Eduardo Porter tells readers about confusion among central bankers about how to deal with international capital flows and asset bubbles like the housing bubble in the United States. While there has been considerable confusion among central bankers, this appears to be more linked to their lack of qualifications than the intrinsic complexity of the subject matter.
For example, Porter notes how Greenspan was confused by the inflow of foreign capital that kept long-term interest rates low even as he was raising short-term interest rates.
"It was a wave of money that — to the confusion of Alan Greenspan, the Fed chairman at the time — the Fed seemed powerless to manage."
This was Greenspan's famous "conundrum." Of course it was not a conundrum to those who closely followed the economy at the time. It was easy to see that China and Japan's central banks were buying up long-term U.S. bonds, directly lowering long-term interest rates, while Greenspan was trying to affect long-term rates indirectly by raising short-term rates. (This was in effect a form of quantitative easing, but by foreign central banks.) Needless to say, directly acting in the market had more of an impact than indirectly acting.

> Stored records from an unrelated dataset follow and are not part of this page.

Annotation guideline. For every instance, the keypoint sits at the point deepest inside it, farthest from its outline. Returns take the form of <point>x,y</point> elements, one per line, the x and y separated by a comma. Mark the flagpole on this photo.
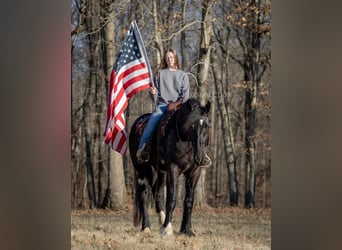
<point>142,49</point>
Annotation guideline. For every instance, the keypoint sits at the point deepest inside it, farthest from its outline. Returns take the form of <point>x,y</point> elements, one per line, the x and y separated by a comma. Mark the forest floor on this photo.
<point>215,228</point>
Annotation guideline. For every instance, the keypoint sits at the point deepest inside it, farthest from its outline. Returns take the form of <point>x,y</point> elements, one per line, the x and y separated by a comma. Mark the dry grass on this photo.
<point>228,228</point>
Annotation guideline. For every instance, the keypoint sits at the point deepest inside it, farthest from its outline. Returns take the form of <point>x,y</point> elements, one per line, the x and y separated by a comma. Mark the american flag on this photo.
<point>131,73</point>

The low interest rates that fuel asset bubbles should be good for the economy. The priority of the central bank should be to use its regulatory powers to prevent credit from flowing to markets that are experiencing dangerous bubbles.
It can also explicitly warn that it will take measures to bring down asset prices if they continue to grow further out of line with fundamentals. This would in effect be a form of forward guidance. While economists routinely deride the idea that such warnings could impact the behavior of investors, many of these same economists believe that central bank statements about future interest rates can have a large effect.

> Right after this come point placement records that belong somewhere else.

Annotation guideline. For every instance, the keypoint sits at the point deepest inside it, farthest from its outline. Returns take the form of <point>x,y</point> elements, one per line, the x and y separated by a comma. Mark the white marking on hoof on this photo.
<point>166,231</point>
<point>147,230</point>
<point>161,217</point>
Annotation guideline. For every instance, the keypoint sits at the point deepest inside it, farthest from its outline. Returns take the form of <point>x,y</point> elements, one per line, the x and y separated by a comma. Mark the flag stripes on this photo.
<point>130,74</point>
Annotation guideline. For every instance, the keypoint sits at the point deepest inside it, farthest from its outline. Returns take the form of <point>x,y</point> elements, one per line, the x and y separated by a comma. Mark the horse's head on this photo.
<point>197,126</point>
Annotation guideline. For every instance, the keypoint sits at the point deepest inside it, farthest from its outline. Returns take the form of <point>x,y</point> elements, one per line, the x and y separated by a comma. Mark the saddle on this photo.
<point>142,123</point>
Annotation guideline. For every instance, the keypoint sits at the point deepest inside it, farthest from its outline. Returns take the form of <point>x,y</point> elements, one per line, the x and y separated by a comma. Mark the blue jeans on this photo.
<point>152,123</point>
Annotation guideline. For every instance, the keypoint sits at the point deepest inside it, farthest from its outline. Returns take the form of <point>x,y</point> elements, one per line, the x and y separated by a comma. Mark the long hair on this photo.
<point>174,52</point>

It is difficult to see the logic whereby central bank statements in one area will affect investors' behavior while it will have no effect in another area. It is also very difficult to see the downside from issuing such warnings. Comparing the Congressional Budget Office's projections of GDP from 2008 with actual GDP and its current projections, the collapse of the housing bubble will have cost the country more than $24 trillion in lost output through 2024 ($80,000 per person). Given the enormous potential gains from measures to stem the growth of such dangerous bubbles, it is hard to see any remotely offsetting downside risk.